Así estuvimos durante todo el viaje. Al entrar a Santa Rosa me percaté de algo que siempre estuvo presente pero que yo no me había dado cuenta: ellos iban al mismo camping que yo. Volví a ponerme nervioso, muy nervioso. Entró el R12, esquivando pozos y charcos, porque había llovido la noche anterior. Por la ventanilla vi el auto de mi viejo, y a mi viejo, con su malla amarilla, la panza, las chancletas. Qué vergüenza que me daba mi viejo a veces. Mi vieja, haciendo crucigramas. Y mi hermana, chiquita, jugando con otros nenes. 

- ¿A dónde está tu carpa?  -preguntó su padre. 
- Me bajo acá, no se haga drama –dije, abriendo el seguro y bajándome casi con el auto en movimiento, huyendo.

Me estaba yendo, con la cabeza en los lugares incorrectos, pensando en que mi familia me avergonzaba y sentí que me agarraba de la mano y me decía “chau”. “Chau”, le respondí. “Te busco más tarde para ir al río”, dijo ella. No lo podía creer. “Dale”, respondí. Me soltó y me fui caminando rápido hacia mi familia, donde mi padre me esperaba, en cuero, con los brazos en jarra, manchado de negro por estar batallando con un carbón demasiado húmedo para el asado dominguero. 

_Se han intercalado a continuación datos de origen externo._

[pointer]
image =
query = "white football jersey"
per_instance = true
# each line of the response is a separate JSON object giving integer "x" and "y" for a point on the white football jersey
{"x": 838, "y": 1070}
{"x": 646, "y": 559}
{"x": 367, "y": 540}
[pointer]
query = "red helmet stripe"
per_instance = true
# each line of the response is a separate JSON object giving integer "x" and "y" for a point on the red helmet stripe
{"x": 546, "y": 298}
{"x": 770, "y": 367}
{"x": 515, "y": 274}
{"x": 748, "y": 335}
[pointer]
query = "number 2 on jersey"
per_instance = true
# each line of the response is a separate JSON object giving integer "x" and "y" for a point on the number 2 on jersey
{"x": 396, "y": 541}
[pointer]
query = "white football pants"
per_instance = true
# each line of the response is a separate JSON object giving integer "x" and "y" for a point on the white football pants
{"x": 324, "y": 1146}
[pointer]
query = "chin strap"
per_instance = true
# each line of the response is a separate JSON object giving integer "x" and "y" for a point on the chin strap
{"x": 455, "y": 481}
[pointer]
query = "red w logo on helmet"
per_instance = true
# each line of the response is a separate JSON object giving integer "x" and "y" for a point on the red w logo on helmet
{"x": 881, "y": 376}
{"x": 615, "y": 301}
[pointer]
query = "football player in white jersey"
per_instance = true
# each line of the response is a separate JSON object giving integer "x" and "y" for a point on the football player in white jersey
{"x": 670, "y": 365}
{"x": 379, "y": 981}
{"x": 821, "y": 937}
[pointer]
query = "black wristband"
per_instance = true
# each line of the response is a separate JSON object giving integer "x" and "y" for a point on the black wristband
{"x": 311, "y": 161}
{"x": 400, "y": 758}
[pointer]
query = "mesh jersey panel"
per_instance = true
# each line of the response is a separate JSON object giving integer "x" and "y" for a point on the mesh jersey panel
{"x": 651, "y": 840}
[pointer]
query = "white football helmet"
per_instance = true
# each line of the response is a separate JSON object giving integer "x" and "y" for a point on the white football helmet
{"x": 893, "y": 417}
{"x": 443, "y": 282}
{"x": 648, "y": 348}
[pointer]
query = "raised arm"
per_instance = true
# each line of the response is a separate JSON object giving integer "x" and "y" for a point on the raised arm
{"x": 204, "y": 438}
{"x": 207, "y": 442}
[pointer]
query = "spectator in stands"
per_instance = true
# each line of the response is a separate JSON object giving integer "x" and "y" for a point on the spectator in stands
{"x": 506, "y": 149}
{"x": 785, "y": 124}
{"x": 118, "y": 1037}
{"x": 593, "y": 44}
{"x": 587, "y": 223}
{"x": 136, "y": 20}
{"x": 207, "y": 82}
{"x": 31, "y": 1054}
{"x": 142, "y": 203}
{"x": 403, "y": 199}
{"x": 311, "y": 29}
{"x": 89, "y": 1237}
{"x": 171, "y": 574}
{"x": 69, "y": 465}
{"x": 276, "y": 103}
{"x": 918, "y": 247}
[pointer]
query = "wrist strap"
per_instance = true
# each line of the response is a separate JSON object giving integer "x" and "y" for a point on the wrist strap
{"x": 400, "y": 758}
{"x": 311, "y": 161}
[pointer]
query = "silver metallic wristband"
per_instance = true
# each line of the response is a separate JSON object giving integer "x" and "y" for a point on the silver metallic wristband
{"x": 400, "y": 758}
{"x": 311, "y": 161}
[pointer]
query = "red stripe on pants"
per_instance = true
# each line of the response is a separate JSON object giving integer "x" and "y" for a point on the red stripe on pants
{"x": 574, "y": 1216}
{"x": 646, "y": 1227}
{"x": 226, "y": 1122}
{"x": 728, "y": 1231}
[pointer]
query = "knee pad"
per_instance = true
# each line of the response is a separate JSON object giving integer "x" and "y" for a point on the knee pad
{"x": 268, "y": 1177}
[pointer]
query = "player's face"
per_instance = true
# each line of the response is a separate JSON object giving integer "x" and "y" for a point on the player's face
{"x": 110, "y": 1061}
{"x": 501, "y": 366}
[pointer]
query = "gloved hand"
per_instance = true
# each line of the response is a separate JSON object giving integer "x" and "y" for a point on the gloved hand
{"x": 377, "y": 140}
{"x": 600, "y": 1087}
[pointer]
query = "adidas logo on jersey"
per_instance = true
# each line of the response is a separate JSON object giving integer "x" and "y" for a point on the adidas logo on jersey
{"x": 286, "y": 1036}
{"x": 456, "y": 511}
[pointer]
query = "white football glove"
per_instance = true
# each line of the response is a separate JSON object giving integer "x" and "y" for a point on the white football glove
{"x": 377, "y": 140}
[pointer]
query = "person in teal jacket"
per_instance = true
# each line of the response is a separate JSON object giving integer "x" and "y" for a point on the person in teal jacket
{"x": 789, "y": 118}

No pude probar bocado. Mi padre me aleccionó con una de sus aseveraciones clásicas: “éste no puede comer porque anoche se emborrachó”, me señalaba con un tenedor cargado de chinchulines. Se mandaba el bocado y seguía hablando: “cuando chupás así no podés comer nada al otro día. Ya te voy a dar a vos con que caigas borracho a casa. Decí que no te agarré, que si no te metía a la ducha fría”. Mi viejo me amenazaba pero yo no lo podía escuchar. Sólo tenía su voz en mi cabeza, la de ella, la de Laura: “te busco más tarde”. ¿Me buscaría? ¿Pasaría por mi carpa? ¿Vendría en malla? Si íbamos al río, íbamos para bañarnos. Mi malla es horrible, pensaba. Soy flaco, blanco, con dos pelusas en el pecho. Cuando me vea en cuero le voy a dar asco. Pensaba cualquier cosa, me tiraba abajo, como siempre. No podía ser que una chica linda se fijara en mí.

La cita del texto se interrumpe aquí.